Feasibility of Contracting for Medication Therapy Management Services in a Physician's Office

Jeremy Thomas; Michelle M. Zingone; Jennifer Smith; Christa M. George


Am J Health Syst Pharm. 2009;66(15):1390-1393. 

In This Article


The results of this study highlight the challenges facing pharmacists who are practicing in a nonpharmacy setting and want to provide MTM. During the study period, almost one third of MPDPs used internal drug plan staff to provide MTM services. Despite their lack of proven effectiveness, many MPDPs offer MTM services via telephone communication or mailings.[3,12,13] There was difficulty in reaching representatives for the MPDPs, leading to an inability to determine how 65% of the MPDPs were conducting MTM services. A total of 162 patients (87.6%) were enrolled in plans that were not contracting with pharmacists to provide MTM services. Only one MPDP offered compensation for MTM conducted via a face-to-face encounter with a pharmacist. However, at the time of the study, this plan formed contractual agreements only with community pharmacies, not individual pharmacists.
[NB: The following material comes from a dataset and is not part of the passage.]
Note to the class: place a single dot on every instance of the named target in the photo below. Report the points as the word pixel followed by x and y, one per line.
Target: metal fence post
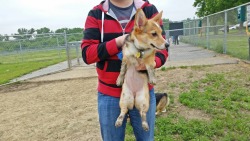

Since the passage of the MMA, community pharmacists have successfully provided and been compensated for MTM services.[2,3] Pharmacists in North Carolina pilot tested an MTM program for state employees who volunteered to participate.[14] During the program, pharmacists identified 3.6 potential drug therapy problems during the initial patient visit and 4 potential drug therapy problems at a follow-up visit.

The ability of pharmacists in ambulatory care settings to improve outcomes in a broader base of patients has been repeatedly demonstrated.[5,6,7,8,9] Pharmacists should have the ability to be compensated for the services provided. A 2007 survey found that 858,405 face-to-face patient encounters were provided by pharmacists in ambulatory care settings in 2006, only 26.5% of which were submitted for payment.[15]

Pharmacists can overcome the barriers encountered during this analysis in several ways. First, pharmacists have the capability to work together to affect MTM compensation through policy change. Pharmacists can propose contracts that recognize the pharmacist, not the pharmacy, as the provider. Collectively, pharmacists may be able to change the way in which MPDPs develop contracts for MTM services. Because of the unified voice of the profession, one company is now offering contracts to nondispensing pharmacists to provide MTM services to their beneficiaries.[16] These pharmacists receive referrals from the contractor to provide MTM services to patients whose own community pharmacies do not provide MTM services.

Some pharmacists have developed unique ways to overcome another barrier. Two pharmacists in Tennessee have obtained an NCPDP number from the state board of pharmacy for the explicit purpose of forming contractual agreements with MPDPs to provide MTM services. The pharmacists do not practice in a dispensing pharmacy and are prohibited from using the NCPDP number to purchase and dispense prescription medications (Eidson K. Tennessee Board of Pharmacy, personal communication, 2008 Apr 16). In the future, we suggest that MPDPs use the National Provider Identification number when forming contractual agreements with pharmacists to provide MTM services to avoid potential confusion.

Using one of these two methods in our practice could provide access to 12.5% of the patients eligible for MTM. However, over 85% of the patients in this report would still not have access to a face-to-face, pharmacist-provided MTM service within our practice because the plans either (1) provided MTM through internal staff or (2) did not have any information on their MTM services. While MTM has been haled as a breakthrough in pharmacists' compensation for cognitive services, many flaws exist in the current reimbursement structure. Several have been identified in this article and are not unique to our experience.[17] The dearth of information available from many MPDPs regarding their MTM structure alone underscores the many barriers pharmacists face when attempting to establish a billable service.

This study had several limitations. First, it was an attempt to implement a new clinical service into a specific physician's office and was therefore descriptive in nature. Second, these results reflect a specific patient population and only 58.9% of the MPDPs available in Tennessee. Therefore, these results may not be generalizable to pharmacists practicing in other locations. However, a similar analysis may be conducted by pharmacists practicing in a comparable practice setting to determine the feasibility of contracting with MPDPs to provide MTM services.

Future MTM programs should consider the inclusion of pharmacists who are not based in a pharmacy as providers of MTM services. As the landscape of MTM continues to change, pharmacists should continue to strive to overcome barriers to implementing billable MTM services.